Bruselas aprueba la reforma del sector de frutas y hortalizas

El Consejo de Agricultura y Pesca llegó hoy a un acuerdo político, por unanimidad, para reformar el sector de frutas y hortalizas que contempla un periodo de transición antes de que se eliminen completamente las ayudas a la transformación de cuatro años para el tomate y de cinco para el resto de cultivos.

La reforma plantea que las actuales ayudas que se daban a las producciones de frutas y verduras destinadas a industria se conviertan en un pago por hectárea o superficie, independiente del volumen cosechado, que beneficiará tanto a cultivos para venta en fresco como para los que vayan a ser transformados.

Cuatro años para el tomate y cinco para el resto de cultivos

El acuerdo establece que los países puedan elegir un "período transitorio" antes de que las ayudas sean totalmente otorgadas por superficie y el cien por cien independientes de la cosecha y durante ese plazo podrán mantener vínculos de las primas a contratos o a la producción. En el caso del tomate se permite mantener el 50% de la ayuda ligada a la producción hasta el 31 de diciembre de 2011.

Para los cultivos frutales, como los cítricos, el período de transición será de cinco años, hasta el 31 de diciembre de 2012: hasta el 31 de diciembre de 2010 se podrá mantener ligada a la producción el 100% de la ayuda pero después y hasta 2013 un máximo del 75% de la prima.

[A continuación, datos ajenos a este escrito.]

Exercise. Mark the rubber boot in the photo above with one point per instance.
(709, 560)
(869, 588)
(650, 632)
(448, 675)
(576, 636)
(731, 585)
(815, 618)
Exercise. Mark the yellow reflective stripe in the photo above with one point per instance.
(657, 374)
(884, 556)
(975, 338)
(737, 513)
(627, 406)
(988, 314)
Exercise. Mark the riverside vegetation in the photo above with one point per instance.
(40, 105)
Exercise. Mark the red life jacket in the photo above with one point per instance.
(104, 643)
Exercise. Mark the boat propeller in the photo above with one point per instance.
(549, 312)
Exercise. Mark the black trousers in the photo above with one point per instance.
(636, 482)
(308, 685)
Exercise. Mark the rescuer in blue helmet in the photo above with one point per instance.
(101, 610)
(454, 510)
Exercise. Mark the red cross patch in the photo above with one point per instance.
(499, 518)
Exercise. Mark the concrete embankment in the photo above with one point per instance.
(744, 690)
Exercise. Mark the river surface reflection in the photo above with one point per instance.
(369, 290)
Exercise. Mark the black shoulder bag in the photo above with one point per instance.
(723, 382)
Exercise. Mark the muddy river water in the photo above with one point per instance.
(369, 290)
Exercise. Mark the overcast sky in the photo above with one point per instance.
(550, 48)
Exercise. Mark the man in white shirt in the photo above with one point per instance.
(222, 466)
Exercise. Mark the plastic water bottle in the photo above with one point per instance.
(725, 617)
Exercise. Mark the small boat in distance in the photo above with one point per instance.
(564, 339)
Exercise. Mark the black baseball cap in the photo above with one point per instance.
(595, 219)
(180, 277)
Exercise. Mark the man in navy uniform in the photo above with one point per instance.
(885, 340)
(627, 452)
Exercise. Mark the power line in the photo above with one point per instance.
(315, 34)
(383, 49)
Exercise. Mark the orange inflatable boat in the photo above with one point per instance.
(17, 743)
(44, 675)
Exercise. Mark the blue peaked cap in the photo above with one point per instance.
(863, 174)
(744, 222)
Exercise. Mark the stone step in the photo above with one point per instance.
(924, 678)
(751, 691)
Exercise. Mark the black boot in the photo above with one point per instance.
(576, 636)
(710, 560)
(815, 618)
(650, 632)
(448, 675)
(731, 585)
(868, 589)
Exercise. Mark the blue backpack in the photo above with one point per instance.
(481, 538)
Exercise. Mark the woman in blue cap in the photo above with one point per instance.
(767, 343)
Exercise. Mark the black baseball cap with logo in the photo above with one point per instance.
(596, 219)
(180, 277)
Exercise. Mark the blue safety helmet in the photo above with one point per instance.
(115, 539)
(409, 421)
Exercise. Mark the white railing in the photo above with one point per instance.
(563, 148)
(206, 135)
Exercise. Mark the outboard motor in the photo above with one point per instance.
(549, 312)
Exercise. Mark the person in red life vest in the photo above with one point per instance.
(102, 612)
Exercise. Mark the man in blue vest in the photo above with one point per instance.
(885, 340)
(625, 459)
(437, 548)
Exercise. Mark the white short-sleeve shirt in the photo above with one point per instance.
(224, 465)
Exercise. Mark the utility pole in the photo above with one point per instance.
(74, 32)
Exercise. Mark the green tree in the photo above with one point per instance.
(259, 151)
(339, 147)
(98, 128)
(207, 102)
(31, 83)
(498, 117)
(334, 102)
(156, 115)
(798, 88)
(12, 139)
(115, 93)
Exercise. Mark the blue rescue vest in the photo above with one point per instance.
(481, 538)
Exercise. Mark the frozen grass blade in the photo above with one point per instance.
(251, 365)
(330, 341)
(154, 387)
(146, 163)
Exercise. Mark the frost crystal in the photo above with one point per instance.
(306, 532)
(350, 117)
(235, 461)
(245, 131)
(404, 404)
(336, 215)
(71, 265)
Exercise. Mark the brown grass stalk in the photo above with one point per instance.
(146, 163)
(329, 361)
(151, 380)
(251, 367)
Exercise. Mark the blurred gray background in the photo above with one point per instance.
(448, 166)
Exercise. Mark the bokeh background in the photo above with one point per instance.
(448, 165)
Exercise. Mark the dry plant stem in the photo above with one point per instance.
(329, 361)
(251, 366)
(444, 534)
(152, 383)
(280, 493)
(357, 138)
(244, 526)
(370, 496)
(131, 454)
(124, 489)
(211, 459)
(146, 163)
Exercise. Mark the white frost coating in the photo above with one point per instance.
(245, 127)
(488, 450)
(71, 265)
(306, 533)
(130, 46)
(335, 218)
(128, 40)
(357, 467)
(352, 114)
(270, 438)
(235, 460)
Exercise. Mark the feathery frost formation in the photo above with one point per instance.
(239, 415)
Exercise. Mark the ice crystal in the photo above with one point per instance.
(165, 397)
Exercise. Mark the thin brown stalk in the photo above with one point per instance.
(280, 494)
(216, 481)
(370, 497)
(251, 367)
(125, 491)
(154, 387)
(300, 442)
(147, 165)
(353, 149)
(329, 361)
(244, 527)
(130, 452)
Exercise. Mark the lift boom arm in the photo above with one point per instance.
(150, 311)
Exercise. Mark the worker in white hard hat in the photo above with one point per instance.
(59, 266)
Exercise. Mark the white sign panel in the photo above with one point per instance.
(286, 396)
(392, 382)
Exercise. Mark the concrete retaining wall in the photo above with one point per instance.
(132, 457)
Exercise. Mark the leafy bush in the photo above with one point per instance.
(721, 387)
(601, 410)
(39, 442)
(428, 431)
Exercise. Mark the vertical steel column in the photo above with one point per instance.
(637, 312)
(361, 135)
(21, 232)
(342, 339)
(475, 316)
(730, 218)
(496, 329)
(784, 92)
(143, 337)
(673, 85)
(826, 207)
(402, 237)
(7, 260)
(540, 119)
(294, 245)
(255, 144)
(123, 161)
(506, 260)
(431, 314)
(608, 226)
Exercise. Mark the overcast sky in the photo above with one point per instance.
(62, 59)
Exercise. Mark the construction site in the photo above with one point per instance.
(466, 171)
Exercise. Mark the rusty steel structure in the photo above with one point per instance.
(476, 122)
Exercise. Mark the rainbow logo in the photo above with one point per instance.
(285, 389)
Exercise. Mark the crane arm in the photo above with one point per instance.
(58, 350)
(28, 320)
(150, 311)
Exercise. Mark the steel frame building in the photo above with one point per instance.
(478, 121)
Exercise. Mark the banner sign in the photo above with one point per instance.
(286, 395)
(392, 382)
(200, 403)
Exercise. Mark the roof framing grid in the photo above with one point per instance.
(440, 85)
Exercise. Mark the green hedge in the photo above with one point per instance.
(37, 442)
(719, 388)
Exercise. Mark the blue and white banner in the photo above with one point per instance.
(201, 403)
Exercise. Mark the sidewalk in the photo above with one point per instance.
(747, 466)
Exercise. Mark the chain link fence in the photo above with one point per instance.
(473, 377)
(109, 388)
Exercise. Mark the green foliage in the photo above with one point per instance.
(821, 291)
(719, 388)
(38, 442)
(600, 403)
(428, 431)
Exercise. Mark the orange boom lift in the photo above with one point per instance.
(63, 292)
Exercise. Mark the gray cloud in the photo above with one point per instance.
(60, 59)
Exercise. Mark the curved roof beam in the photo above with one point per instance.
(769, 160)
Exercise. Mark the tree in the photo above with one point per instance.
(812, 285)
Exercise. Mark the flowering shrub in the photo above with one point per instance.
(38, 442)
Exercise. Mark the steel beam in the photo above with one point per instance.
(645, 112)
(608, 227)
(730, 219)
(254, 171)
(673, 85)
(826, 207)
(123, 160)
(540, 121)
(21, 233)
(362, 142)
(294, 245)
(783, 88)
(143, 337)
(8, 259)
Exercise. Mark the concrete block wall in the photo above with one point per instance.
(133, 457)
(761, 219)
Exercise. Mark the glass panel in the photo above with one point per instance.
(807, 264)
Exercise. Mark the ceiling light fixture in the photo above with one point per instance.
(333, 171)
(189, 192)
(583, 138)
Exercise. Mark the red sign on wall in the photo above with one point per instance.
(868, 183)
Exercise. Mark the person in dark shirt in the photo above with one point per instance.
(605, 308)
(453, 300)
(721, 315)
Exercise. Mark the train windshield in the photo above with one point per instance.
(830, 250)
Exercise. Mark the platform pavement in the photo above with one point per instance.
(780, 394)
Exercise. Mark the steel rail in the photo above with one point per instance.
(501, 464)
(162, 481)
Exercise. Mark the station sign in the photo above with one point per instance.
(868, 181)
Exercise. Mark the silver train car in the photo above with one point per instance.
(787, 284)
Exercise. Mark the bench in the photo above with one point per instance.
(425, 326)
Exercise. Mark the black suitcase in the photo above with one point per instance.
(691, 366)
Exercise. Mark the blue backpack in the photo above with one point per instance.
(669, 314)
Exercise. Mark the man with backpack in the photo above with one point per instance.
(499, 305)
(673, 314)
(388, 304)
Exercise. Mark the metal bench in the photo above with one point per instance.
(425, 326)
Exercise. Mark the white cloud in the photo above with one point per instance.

Los países tendrán libertad para, si deciden acogerse al período de transición, elegir los sectores y repartir las ayudas ligadas a la producción dentro de los límites acordados hoy. El acuerdo permite a España dar una ayuda estatal de 15 millones de euros para los productores de tomate destinado a industria en la campaña 2007-2008.

Uno de cada tres agricultores españoles, afectado

Además, recoge medidas para gestión de crisis, que realizarán las organizaciones de productores (OP), con un 50% de financiación de la UE y el límite llegará al 4,6% de la facturación de estas entidades (frente al 4,1% que actualmente hay para cualquier inversión).

El acuerdo prevé mecanismos para que en ciertos casos se beneficien agricultores que no estén integrados en OP, pero bajo ciertas condiciones. En este sentido, los países de la UE apoyaron la posibilidad de dar ayudas estatales, hasta cierto límite y durante un máximo a tres años, para paliar las crisis, pero con condiciones diferentes para los productores individuales que para los que están en OP.

El pacto recoge una petición española por la que en la reforma de la Política Agrícola Común (PAC) la CE estudiará el establecimiento de un sistema de prevención y aseguramiento contra crisis. España es el primer productor hortofrutícola de la UE, con 14.000 millones de euros anuales de facturación; la reforma afecta a uno de cada tres agricultores españoles.